The given displacements are as follows:
1. 7.7 m to the north
2. 1.9 m at 45° north of east
3. 8.7 m at 76° west of south
Let's break down the second displacement into its horizontal and vertical components.
Using trigonometry, we can find that:
Horizontal component = 1.9 m * cos(45°)
Vertical component = 1.9 m * sin(45°)
Now we can add the displacements.

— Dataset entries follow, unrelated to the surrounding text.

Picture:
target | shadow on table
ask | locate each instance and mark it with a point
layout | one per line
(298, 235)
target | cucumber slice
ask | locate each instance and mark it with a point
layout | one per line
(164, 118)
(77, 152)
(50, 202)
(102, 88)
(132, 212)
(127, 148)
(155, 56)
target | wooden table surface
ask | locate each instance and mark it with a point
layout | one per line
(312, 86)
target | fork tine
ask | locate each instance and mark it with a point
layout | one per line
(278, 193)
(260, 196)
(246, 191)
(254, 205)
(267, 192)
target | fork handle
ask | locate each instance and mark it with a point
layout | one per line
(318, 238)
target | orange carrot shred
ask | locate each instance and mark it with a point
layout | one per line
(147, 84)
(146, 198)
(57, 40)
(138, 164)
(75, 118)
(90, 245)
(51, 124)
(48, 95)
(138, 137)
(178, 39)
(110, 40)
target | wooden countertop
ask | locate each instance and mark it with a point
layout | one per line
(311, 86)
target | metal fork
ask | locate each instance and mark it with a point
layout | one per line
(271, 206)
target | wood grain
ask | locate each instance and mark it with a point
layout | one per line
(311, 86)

To do this, we treat the displacements as vectors and add them together component-wise.
Let's denote the north direction as positive y and the east direction as positive x.
Horizontal component = 1.9 m * cos(45°) = 1.34 m (east)
Vertical component = 1.9 m * sin(45°) = 1.34 m (north)
Adding the components together:
North: 7.7 m + 1.34 m = 9.04 m
East: 1.34 m + (-8.7 m) = -7.36 m (west)
Finally, we can find the magnitude of the single displacement using the Pythagorean theorem:
Magnitude = sqrt((9.04 m)^2 + (-7.36 m)^2)
By calculating this expression, we can find the magnitude of the single displacement made by the expert golfer.